Quando o Jimmy Kimmel Live! é suspenso pela ABC, por culpa da administração Trump, não parece televisão, parece um sketch fraquinho… com estreia em direto da Casa Branca.
O “crime” de Kimmel foi ter comentado a morte de Charlie Kirk, uma figura associada ao movimento MAGA, criticando a forma como alguns aliados de Trump pareceram capitalizar politicamente a tragédia. Ele disse: “Não é a forma como um adulto lamenta o assassinato de alguém a quem chamava amigo. É como um miúdo de quatro anos chora a morte do seu peixinho dourado.” A piada compara a reação de certas figuras políticas a uma criança a dramatizar exageradamente algo trivial — neste caso, transformando uma tragédia real em espetáculo político. Kimmel estava a criticar a suposta infantilidade e oportunismo dessas atitudes, usando humor e ironia para destacar o contraste entre luto genuíno e performance política.

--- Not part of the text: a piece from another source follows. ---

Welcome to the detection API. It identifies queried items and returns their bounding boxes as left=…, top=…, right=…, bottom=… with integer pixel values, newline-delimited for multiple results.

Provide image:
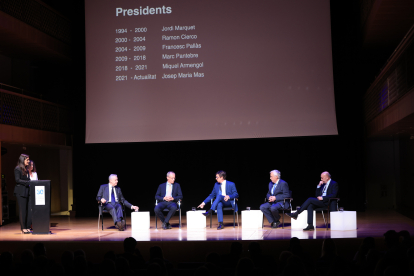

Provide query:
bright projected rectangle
left=85, top=0, right=337, bottom=143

Durante décadas, os comediantes fizeram humor de forma livre sobre presidentes, ministros e gurus de ocasião. Era quase um ritual democrático: o poder toma decisões durante o dia, e à noite o humorista desmonta tudo com meia dúzia de trocadilhos. Mas, desta vez, a “resposta” não foi outra piada ou um encolher de ombros — foi desligar a ficha da tomada. O problema é que, quando governos começam a escolher o que é engraçado e o que não é, um programa de entretenimento passa a ser ata notarial — com o humor a precisar de carimbo oficial para existir.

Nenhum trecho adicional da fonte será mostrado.